Dieser Verein nun hat die Studie Herrn Walachs finanziert. An der gibt es, wie gesagt, wirklich einiges auszusetzen, ihr könnt gerne die Kommentare neben der Publikation lesen. Vor allem gibt es keine Vergleichsgruppe und keine gute Messung, denn gemessen wurde die mittlere CO2-Konzentration hinter den Masken von Kindern mit Sensoren, die keine gute zeitliche Auflösung haben. Klar geht die Konzentration im Vergleich zur Umgebungsluft herauf – wie auch bei jedem 08/15-Schnorchel – denn wenn ausgeatmet wird, bleibt der letzte Rest hinter der Maske hängen. Die Luft hinter der Maske wird schließlich beim erneuten Atmen eingeatmet. Folglich atmen Maskenträger mehr CO2 ein als Nicht-Maskenträger. Skandal!

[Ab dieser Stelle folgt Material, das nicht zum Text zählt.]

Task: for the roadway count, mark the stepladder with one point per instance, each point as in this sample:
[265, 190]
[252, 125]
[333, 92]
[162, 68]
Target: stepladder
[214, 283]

Nur ist das Volumen zwischen Maske und Mund klein. Es wird viel mehr Frischluft als “verbrauchte” Luft eingeatmet. Und unsere Bronchien enthalten immer auch mit CO2 angereicherte Luft – das Volumen, dass durch eine Maske hinzukommt ist klein. Das wird in der “Studie” Herrn Walachs nicht diskutiert und weil die Auflösung der Sensoren so schlecht ist, ist es nicht unmittelbar zu sehen. Vergleichsgruppen gibt es auch nicht. Aber der Schaden ist bereits angerichtet: Als Blogger, der sich ab und an gegen “Corona”-Scharlatane gestellt hat, wurde ich häufig auf “diese Studie” angesprochen, denn sie “belege” ja die Gefährlichkeit der Masken für Kinder – meine Inbox erzählt eine ganz eigene Geschichte. Inzwischen hat der Hype nachgelassen, wie so häufig interessiert eine Klarstellung niemand mehr – und doch hat sich die Erzählung der Schädlichkeit von Masken für Kinder in den Köpfen von Entscheidungsträgern festgesetzt.
Fazit
Um es klar zu sagen: “Corona” hat viele Menschen rund um die Welt trauern lassen und wird auch weiter gefährlich bleiben. Masken schützen. Und wenn wir in diesem Winter wieder an vielen Orten Masken tragen müssen, dann auch, weil Umgeimpfte zu oft Scharlatanen (die auch ein Medikamentenportfolio gegen Covid19 aufführen, das überhaupt nicht zwischen therapeutisch wirksamen Medikamenten und Medikamenten von Trump-Jüngern unterscheidet) auf den Leim gegangen sind.
An der Stelle sei nicht verschwiegen: Manche Maßnahme zum Schutz gegen das Coronavirus war eine Farce! Dazu zählen auch Orte, an denen die Maskenpflicht gilt oder galt (z. B. im Freien mit viel Abstand und Wind oder in engen Räumen mit wenig Lüftung, wo auch die beste Maske kein Infektionsrisiko dauerhaft senken kann). Man sollte sich jedoch nicht kirre machen lassen, denn wir haben jetzt hoffentlich gelernt: Morgellonen sind ebenso Unfug wie manch andere Erzählung aus Querdenkerkreisen zum Thema Masken.